A tapering of growth in international visitors to New Zealand during 2019 and a creeping up of fuel prices had seen the airline embark on a cost cutting exercise. The aim was to become leaner and meaner by trimming business as usual costs by 5%.
Part of this cost cutting exercise had already involved delaying the delivery of $750 million of new aircraft to reduce demands on cash and ensure the airline didn’t have expensive capacity sitting idly on the tarmac. Some recently arrived new aircraft may still need to be parked up, but there will now be a sense of relief that many further aircraft deliveries were delayed.
Air New Zealand knows that things will eventually recover, so just need to get through the coronavirus crisis in the best shape possible.

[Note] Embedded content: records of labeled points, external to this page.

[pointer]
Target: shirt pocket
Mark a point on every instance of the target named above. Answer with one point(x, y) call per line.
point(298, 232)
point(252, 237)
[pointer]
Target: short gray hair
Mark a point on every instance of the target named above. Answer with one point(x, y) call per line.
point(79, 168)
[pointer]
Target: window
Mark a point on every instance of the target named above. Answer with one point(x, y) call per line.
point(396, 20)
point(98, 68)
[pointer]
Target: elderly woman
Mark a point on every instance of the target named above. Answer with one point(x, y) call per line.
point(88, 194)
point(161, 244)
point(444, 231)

But this time round, the path to recovery may be more tentative for air travel than following the Global Financial Crisis.
Cheap money won’t be the thing that gets people back flying long-haul. What will be needed is for international travellers to have confidence that the pandemic is under control and that their health can be assured.
When and how the situation comes under control is very uncertain. Finance Minister Grant Robertson this week moved from a scenario of saying that tourism and the rest of the economy would be affected for a few months to the whole year.
This uncertainty is cold comfort for Air New Zealand, but the old master of survival knows it just needs to bide its time in the knowledge that things will eventually get better.